Masyarakat Plu Pakam Gugat Perbup Aceh Utara dengan Uji Materiil di MA
Font: Ukuran: - +
[Foto: IST]
DIALEKSIS.COM | Jakarta - Polemik bergesernya wilayah administrasi akibat diterbitkannya Peraturan Bupati Aceh Utara Nomor 1 Tahun 2021 tentang Penetapan, Penegasan, dan Pengesahan Batas Wilayah Gampong Blang Pante, Kecamatan Paya Bakong dengan Gampong Plu Pakam Kecamatan Tanah Luas Kabupaten Aceh Utara, telah mencapai babak baru.
Masyarakat Gampong Plu Pakam pada hari Kamis, 14 Oktober 2021 mendaftarkan gugatan uji materiil di Mahkamah Agung Indonesia yang berkedudukan di Jakarta.
Gugatan ini dilakukan karena Perbup tersebut membuat sebagian wilayah Dusun Biram yang terletak di Gampong Plu Pakam Kecamatan Tanah Luas bergeser menjadi wilayah Gampong tetangganya, Blang Pante Kecamatan Paya Bakong, Kabupaten Aceh Utara.
Perbup tersebut mengabaikan Krueng Keureuto yang selama ini menjadi batas alam antara kedua Gampong ini.
Terbitnya Perbup ini disinyalir disebabkan adanya upaya untuk mengambil keuntungan dari ganti rugi lahan Proyek Strategis Nasional Waduk Keureuto yang berdampak kepada beberapa Gampong di wilayah Kabupaten Aceh Utara, antara lain Gampong Plu Pakam.
Objek ganti rugi yang menjadi sengketa akibat terbitnya Perbup tersebut merupakan eks wilayah HGU PT Satya Agung yang melalui HGU No. 05/1986 meliputi Kecamatan Meurah Mulia dan Tanah Luas, Kabupaten Aceh Utara.
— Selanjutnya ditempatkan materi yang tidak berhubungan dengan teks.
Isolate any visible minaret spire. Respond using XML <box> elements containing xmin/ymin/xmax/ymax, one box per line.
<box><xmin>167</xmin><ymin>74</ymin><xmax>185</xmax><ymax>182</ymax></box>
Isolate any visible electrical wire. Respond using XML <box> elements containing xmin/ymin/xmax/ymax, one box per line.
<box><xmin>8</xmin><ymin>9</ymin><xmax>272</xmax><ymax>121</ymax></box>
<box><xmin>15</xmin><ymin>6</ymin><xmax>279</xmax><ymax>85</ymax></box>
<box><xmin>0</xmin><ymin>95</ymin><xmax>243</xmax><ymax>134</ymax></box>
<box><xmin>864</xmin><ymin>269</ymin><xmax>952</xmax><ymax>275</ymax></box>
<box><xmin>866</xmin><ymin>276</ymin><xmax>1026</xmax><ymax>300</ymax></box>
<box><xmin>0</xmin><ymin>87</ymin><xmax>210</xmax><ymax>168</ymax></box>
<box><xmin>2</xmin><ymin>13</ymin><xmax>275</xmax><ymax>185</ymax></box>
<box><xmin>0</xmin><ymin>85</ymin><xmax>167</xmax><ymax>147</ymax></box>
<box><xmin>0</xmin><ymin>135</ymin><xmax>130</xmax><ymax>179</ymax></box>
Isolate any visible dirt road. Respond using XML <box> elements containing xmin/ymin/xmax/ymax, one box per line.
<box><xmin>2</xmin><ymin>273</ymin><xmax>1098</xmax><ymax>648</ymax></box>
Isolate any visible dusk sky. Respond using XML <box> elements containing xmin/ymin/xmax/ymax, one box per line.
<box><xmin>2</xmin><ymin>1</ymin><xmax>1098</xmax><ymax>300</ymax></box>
Lahan eks PT Satya Agung di Gampong Plu Pakam telah lama ditelantarkan dan dimanfaatkan oleh masyarakat setempat dengan Surat Keterangan Tanah yang diterbitkan Pemerintah Gampong Plu Pakam sejak 2009.
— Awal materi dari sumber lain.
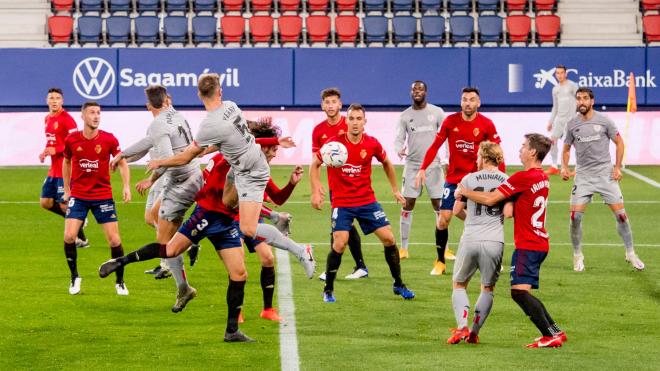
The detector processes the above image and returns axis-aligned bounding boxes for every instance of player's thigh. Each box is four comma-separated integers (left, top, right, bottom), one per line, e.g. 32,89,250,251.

218,246,247,280
595,176,625,206
570,176,594,207
477,241,504,287
254,242,274,267
166,232,194,257
159,177,201,223
238,200,263,235
99,221,122,246
401,163,422,199
64,197,90,233
354,202,391,236
424,165,445,199
551,122,566,140
64,217,85,242
453,241,479,284
372,225,395,246
235,167,269,203
41,177,64,205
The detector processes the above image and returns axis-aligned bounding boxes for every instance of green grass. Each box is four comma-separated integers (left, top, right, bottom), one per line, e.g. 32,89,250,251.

1,165,659,370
Sejak proyek pembangunan Waduk Keureuto dimulai pada tahun 2015, telah terjadi dua tahap pembayaran ganti rugi, dimana wilayah bantaran sungai eks HGU PT Satya Agung dibayarkan kepada masyarakat Plu Pakam yang menggarap lahan tersebut.
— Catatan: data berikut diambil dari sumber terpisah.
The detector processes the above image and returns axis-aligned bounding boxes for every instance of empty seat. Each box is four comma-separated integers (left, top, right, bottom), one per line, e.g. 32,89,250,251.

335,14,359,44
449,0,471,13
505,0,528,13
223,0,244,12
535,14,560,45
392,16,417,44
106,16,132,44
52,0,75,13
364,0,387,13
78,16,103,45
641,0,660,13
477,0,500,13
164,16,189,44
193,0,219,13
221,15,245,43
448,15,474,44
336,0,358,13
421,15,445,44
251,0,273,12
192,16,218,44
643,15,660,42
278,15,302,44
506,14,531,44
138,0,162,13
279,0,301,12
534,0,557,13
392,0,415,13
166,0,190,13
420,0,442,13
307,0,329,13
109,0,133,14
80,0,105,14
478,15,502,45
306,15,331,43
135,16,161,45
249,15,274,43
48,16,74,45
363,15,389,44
Anehnya, melalui Perbup tersebut, wilayah pedalaman Dusun Biram yang menjadi objek ganti rugi Tahap Ketiga dikeluarkan dari Gampong Plu Pakam dan menjadi wilayah Gampong Blang Pante yang terletak di seberang sungai, sehingga hak garap termasuk hak ganti rugi masyarakat Plu Pakam atas tanah tersebut pun menjadi hilang, dikarenakan Pemerintah Gampong Blang Pante kemudian menerbitkan SKT untuk warganya sendiri.
Kerancuan ini ditenggarai karena adanya oknum yang ingin mengambil manfaat ganti rugi Tahap Ketiga ini.
Sekretaris APDESI Tanah Luas, Mulya Saputra membenarkan langkah hukum yang diambil Oleh Masyarakat Gampong Plu Pakam tersebut. Bagi Mulya langkah tersebut merupakan langkah yang tepat dan terukur untuk mencapainya keadilan yang selama ini dirasa sudah sangat susah didapat di Kabupaten Aceh Utara dan Aceh sendiri.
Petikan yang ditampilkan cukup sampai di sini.